Actually it is one of it's uses: Noseband - Wikipedia, the free encyclopedia


----------



## Nutty Saddler (May 26, 2009)

I don't know about western but in english riding

The Flash noseband was developed because you can't attach a standing martingale to a drop noseband. The original use has been forgotton as the noseband has become more popular and is more or less nothing more than a fashon accessory with few people knowing the truth.

I get many people remarking to me that they are finding it harder and harder to find a bridle without a flash attachment.


----------



## NorthernMama (Mar 12, 2008)

I don't know about the origin of the flash, but I have used it on my girl to keep her from chewing excessively. She is in training and I find she is able to concentrate more on me when she doesn't get carried away with mouthiness. Although I don't put it as tight as that article says; I can definitely get a finger in there. My goal is to lose it entirely before too much longer and we are getting there. But boy, oh boy, it sure has helped with this gal.


----------



## Nutty Saddler (May 26, 2009)

I do know the origin of the flash and I use one as well ( without a martingale ) as I find that it helps with the bit position in my mares mouth , and I do think they look better than a drop. 

As with ALL saddlery the right equipment fitted badly is the wrong equipment . 

If people think the description of a flash is bad look up a KINETON


----------



## eventerdrew (Mar 13, 2009)

That IS one use of the flash noseband but you just don't see people using it like that. I always have at least one or two finger spaces in between it and my horse's mouth. But I believe that was one of the reasons it was originally developed.


----------



## MIEventer (Feb 15, 2009)

Here is a great article Jim Wofford wrote about the Flash:

http://www.horseforum.com/horse-training/coercive-trainin-equipment-jim-wofford-23615/


----------



## eventerdrew (Mar 13, 2009)

GREAT article by Jim Wofford. I wholeheartedly agree with him when he states "A tight noseband is a vain attempt to disguise the fact that your horse is not ready for the things you are asking him to do." That's why, if you use a flash, don't tighten it all the way! Leave some room for your horse to chew. I will continue to use my flash but I have never ever put it to where the horse can't chew. It's basically just a part of my bridle but my horse doesn't necessarily need it.


----------



## ShannonSevenfold (Oct 11, 2008)

Well, that's what I'm saying. They're telling to you strap the horse's mouth shut. So tightly that you can't even fit one finger in there? Are you kidding me?


----------



## RiddlesDarkAngel5 (Jun 2, 2009)

ya, i have a flash for my horse but its mostly to help him learn not to evade the bit. but i can always fit at least a finger comfortably in between the strap and his nose. it really helps me out to have that piece there to help remind him that he's not supposed to open his mouth to get away from work. but like others said, its not a permanent thing. hopefully later in his training i'll be able to take it off.
if used correctly, flashes are an excellent tool, but i agree that it should never keep a horse from being able to chew or be so tight you cant fit any fingers in.


----------



## appylover31803 (Sep 18, 2007)

I was stupid and got a flash when Vega kept tossing her head. Realized later it was due to the bit.
But I've kept it and used it, mainly because I like the look of it, not because she needs it.


----------



## ponyboy (Jul 24, 2008)

Nutty Saddler said:


> The Flash noseband was developed because you can't attach a standing martingale to a drop noseband.

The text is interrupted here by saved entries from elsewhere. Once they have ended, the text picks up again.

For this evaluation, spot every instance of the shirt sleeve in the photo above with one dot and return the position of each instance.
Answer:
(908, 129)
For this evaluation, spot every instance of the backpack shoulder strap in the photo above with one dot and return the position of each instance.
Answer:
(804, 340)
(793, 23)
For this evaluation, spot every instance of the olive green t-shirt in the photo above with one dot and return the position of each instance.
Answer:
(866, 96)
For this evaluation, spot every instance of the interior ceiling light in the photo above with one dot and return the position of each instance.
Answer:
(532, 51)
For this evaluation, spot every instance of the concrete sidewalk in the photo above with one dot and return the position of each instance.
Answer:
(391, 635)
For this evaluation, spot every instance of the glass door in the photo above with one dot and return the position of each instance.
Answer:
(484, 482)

Ah, but what were drop nosebands developed for?


----------



## MIEventer (Feb 15, 2009)

Flashes don't teach a horse to not evade the bit. Proper riding, training does - aka the training scale. 

Read Jim Woffords article.


----------



## Nutty Saddler (May 26, 2009)

*Nosebands*

The Flash noseband , named after a now long forgotton showjumper , was devised originally to combine the action of the drop with a noseband that would also provide a point of anchorage for a standing martingale - at one time an obligatory item of equipment for a jumping horse . Obviously the attcahment of a standing martingale to the usuall type of drop noseband would result in an unacceptably severe action on the sensitive nose area. The Flash noseband , therefore , provided a proper solution to the problem .

The Drop noseband .
There are a number of patterns of drop noseband . All of them succeed in closing the mouth ( opening of the mouth or crossing of the jaws , thereby sliding the bit through the mouth and so avoiding the correct action , being common evasions ) . Even more important is the fact that the drop noseband , used in conjuction with a snaffle , alters the whole conception of the snaffle bit. The noseband imposes pressure on the nose , following pressure on the bit through the reins, and the resultant position of the head (i.e. lowered because of the nose pressure ) allows the bit to bear more directly across the lower jaw, exerting a downward and inward force as opposed to the normal upward pull when the bit is acting purely on the corners of the mouth. Briefly , therefore , it is possible to produce very adequate flexion of the lower jaw and the poll, not normally possible with the snaffle alone. The drop noseband, by positioning the head correctly , materially assists the riders control , and although it qualifies as an accessory to the bit, it has its own place in the training of the horse.
The correct fitting of the drop noseband is for the nosepiece, to lie some 6-8cm above the nostrils just below the termination of the facial bones, with the rear strap fastening under the bit and lying in the curb groove. I t should fit snugly but not too tightly and thus should have no excessively severe effect upon the wind. 

Sorry for the book .


----------



## Spastic_Dove (Oct 4, 2007)

So what is the difference between a flash and a figure 8?


----------



## Nutty Saddler (May 26, 2009)

*Nosebands - the grackle*

"....The Grackle Noseband, named after the 1931 Grand National winner who wore one, has the lower straps fastened under the bit and the top one above, with, in the original pattern, a connection at the rear to keep them in place. The nose pressure is consequently localised higher up the face and can be considered as being less restrictive to the breathing than the usual drop noseband and it will also allow a little more movement in the jaws. It will, nonetheless, prevent an evasion of the bit by the jaws being crossed. Properly made, the small nosepiece, through which the two intersecting straps are passed, can be adjusted up or down to increase or decrease the strength of the action. In recent years, the Grackle has been called the 'Figure 8' or 'crossover noseband'...."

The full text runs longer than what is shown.